I've got mine up to 1024x768 with the emulated Cirrus Login, and with the newer versions the VBE emulation should let you get a lot higher:
From the qemu Documentation
If you are using Windows XP as guest OS and if you want to use high resolution modes which the Cirrus Logic BIOS does not support (i.e. >= 1280x1024x16), then you should use the VESA VBE virtual graphic card (option `-std-vga').
here some tests conduct by myself
parallels workstation 2.1 build 1670 (has vt support)
vmware workstation 5.5.1 build 19175 (hasn't vt support)
starting vm
vmware: 5.38
parallels: 1.88
booting etch install iso
vmware: 14.89
parallels: 6.55
installing etch (not considering interaction)
vmware: 122.56
parallels: 179.18
booting installed sys
vmware: 23.46
parallels: 13.73
apt-get install vim build-essential (no download)
vmware: 33.78
parallels: 16.54
tar -jxf linux-2.6.17.9.tar.bz2
vmware: 55.34
parallels: 30.73
make bzImage
vmware: 356.28
parallels: 557.92
make modules
vmware: 2037.24
parallels: 3358.03
the guest os is kubuntu 6.06 with kernel 686 (smp support)
hardware is a centrino core duo with VT support 1gb of ram
512 on each virtual machine, all at 32bit.
ptrace(), do_brk(), do_mremap() or do_mremap()again? (maybe a new pool)
HW virtualisation is about running the unmodified OS on top of other operating system.
SW approach (paravirtualisation) is about modifying the guest (and somewhat host) OS to be simpler to virtualise it, get better performance by chopping out unnecessary operations on guest OS and optimise it to specifically use certain host API for even better performance gains.
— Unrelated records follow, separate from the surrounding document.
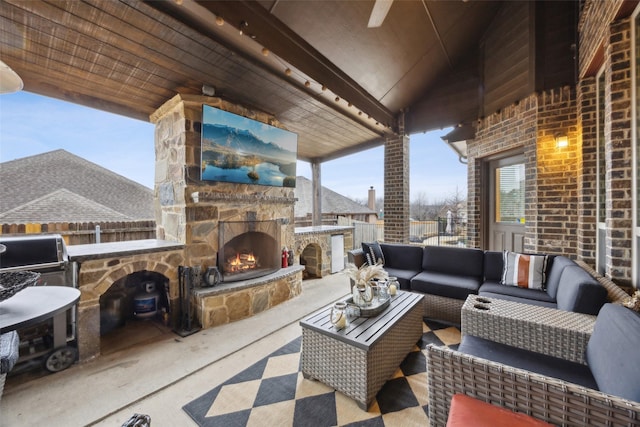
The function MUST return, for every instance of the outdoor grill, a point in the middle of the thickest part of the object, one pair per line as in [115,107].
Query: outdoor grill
[45,254]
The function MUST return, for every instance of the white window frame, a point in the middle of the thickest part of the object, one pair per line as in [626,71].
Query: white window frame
[635,135]
[601,223]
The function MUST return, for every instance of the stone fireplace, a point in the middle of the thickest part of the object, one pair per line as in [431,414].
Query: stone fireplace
[238,228]
[248,249]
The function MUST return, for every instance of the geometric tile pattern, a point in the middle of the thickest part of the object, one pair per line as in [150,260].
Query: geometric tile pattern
[273,392]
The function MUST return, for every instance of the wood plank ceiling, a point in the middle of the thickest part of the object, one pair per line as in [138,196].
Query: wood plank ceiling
[347,86]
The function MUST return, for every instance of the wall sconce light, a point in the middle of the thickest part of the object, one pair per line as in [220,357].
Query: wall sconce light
[562,141]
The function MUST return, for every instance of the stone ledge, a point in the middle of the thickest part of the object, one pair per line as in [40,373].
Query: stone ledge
[323,229]
[246,284]
[254,198]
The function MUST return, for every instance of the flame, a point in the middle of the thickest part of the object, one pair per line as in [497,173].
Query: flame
[242,262]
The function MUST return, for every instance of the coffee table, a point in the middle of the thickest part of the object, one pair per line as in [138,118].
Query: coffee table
[359,359]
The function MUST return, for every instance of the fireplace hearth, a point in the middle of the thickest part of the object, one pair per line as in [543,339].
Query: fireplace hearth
[248,249]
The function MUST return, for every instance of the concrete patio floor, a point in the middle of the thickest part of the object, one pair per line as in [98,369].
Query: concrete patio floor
[158,377]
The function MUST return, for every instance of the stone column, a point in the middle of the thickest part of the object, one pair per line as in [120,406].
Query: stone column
[316,183]
[396,186]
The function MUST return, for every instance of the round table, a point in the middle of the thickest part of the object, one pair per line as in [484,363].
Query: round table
[36,304]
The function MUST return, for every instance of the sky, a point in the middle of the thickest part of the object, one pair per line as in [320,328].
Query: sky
[31,124]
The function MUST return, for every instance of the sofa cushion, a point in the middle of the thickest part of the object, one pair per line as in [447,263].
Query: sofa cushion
[515,291]
[612,351]
[493,266]
[523,359]
[555,267]
[373,253]
[454,261]
[404,276]
[517,299]
[445,284]
[578,291]
[403,257]
[524,270]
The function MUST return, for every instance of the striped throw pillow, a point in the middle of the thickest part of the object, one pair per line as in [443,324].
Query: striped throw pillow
[524,271]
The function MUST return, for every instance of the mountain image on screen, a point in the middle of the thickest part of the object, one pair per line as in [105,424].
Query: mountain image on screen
[237,155]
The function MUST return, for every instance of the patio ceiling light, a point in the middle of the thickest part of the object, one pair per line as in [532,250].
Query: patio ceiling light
[562,141]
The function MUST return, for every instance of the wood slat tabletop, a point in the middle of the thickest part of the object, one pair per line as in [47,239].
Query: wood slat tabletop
[363,332]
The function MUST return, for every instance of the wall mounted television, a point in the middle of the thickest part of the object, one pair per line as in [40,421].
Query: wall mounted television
[245,151]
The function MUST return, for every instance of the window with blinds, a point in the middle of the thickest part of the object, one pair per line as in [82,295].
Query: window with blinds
[510,194]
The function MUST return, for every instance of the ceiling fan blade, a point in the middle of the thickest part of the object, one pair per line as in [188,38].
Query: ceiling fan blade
[379,12]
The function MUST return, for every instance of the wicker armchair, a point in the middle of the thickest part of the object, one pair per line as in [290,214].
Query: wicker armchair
[548,399]
[556,333]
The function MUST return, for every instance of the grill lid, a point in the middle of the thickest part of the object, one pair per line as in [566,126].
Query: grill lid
[37,250]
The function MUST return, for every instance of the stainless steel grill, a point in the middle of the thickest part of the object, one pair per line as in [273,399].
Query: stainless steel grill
[43,253]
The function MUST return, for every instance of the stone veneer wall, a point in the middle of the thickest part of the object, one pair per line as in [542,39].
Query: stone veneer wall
[97,275]
[189,210]
[224,304]
[317,242]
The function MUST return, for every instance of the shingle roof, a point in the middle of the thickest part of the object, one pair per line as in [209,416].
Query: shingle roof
[61,187]
[332,202]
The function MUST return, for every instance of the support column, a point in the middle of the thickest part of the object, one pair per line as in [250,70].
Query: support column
[316,185]
[396,186]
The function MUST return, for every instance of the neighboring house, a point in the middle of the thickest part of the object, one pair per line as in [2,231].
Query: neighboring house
[58,186]
[334,205]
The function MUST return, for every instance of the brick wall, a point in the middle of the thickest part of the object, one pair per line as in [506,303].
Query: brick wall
[396,187]
[530,127]
[510,130]
[605,43]
[587,166]
[619,151]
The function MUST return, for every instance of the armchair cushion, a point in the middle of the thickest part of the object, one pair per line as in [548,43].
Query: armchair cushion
[612,351]
[466,411]
[528,360]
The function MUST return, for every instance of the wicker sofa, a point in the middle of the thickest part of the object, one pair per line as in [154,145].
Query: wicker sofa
[447,275]
[601,389]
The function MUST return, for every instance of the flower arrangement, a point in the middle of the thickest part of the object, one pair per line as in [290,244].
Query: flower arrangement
[633,302]
[365,273]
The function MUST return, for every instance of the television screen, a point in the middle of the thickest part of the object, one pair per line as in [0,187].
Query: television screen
[241,150]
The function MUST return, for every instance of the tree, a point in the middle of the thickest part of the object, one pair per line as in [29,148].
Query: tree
[419,207]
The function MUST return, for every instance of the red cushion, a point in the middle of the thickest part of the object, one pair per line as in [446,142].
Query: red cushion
[466,411]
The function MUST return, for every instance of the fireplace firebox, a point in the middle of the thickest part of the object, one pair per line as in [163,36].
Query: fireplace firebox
[248,249]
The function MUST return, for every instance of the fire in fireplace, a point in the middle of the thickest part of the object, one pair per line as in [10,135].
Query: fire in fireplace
[248,249]
[241,262]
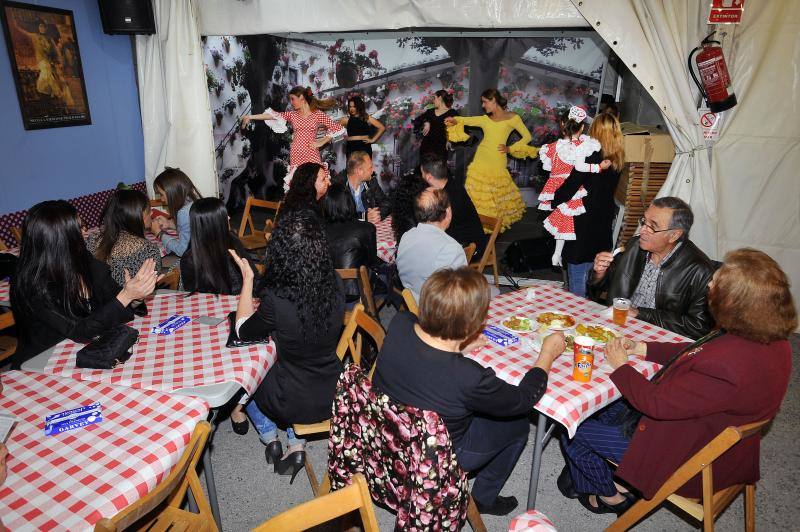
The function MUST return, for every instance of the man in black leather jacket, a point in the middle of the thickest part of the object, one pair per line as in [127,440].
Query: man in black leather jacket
[662,272]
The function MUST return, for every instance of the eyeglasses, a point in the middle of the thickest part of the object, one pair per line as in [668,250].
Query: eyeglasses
[649,227]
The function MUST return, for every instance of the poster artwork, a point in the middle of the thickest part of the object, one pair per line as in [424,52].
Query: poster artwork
[46,64]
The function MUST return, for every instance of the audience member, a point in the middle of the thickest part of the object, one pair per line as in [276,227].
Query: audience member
[662,272]
[734,376]
[60,290]
[301,309]
[421,365]
[122,244]
[427,247]
[466,226]
[178,192]
[367,193]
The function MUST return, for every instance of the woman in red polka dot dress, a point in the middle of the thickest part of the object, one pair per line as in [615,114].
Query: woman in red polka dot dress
[306,118]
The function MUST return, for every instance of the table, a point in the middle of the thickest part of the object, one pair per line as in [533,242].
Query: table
[385,240]
[566,401]
[191,361]
[70,480]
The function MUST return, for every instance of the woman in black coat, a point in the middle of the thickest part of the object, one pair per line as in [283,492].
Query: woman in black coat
[301,308]
[59,290]
[593,229]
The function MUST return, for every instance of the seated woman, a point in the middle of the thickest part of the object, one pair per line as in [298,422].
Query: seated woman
[733,376]
[122,245]
[60,291]
[352,243]
[421,365]
[301,308]
[309,184]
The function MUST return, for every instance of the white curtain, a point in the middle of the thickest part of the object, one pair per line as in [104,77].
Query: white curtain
[176,117]
[653,38]
[229,17]
[757,159]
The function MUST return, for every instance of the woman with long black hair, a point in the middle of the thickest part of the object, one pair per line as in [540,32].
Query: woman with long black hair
[122,244]
[301,308]
[60,291]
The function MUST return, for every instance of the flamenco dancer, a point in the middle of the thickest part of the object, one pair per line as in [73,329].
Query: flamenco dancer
[305,117]
[559,158]
[488,182]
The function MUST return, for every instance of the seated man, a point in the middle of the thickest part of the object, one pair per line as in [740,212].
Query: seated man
[367,193]
[466,225]
[662,272]
[427,247]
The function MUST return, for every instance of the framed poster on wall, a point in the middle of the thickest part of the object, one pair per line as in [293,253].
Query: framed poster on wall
[46,65]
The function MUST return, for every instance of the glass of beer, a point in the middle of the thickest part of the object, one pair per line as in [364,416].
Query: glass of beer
[621,308]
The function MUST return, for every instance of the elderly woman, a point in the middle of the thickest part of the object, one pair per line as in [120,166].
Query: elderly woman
[736,375]
[421,365]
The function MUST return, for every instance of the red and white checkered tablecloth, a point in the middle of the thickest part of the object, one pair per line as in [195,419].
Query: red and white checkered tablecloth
[385,239]
[70,480]
[194,355]
[566,401]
Of course, HW virtualisation speed depends mostly on what hardware can do. AMD is ahead currently (and their boards will even support IOMMU for simpler PCI access control). It's certain that performance will improve with next-gen hardware, especially Intel. In the meantime it would make sense to support both methods for best performance - i.e. use hardware stuff where useful (e.g. for transparent page handling between OS's) and still modify guest OS not to do costly stuff which will be trapped and emulated in VMM (in fact maybe VMM will give performance improvement even with a single OS kernel).
In the long term, we can expect virtualisation to come to desktop - sharing of video, sound and input devices will allow people to simultaneously run linux and windows, somewhat lowering the barrier for linux adopters (i.e. users will be able to launch windows to use their killer app or game without rebooting).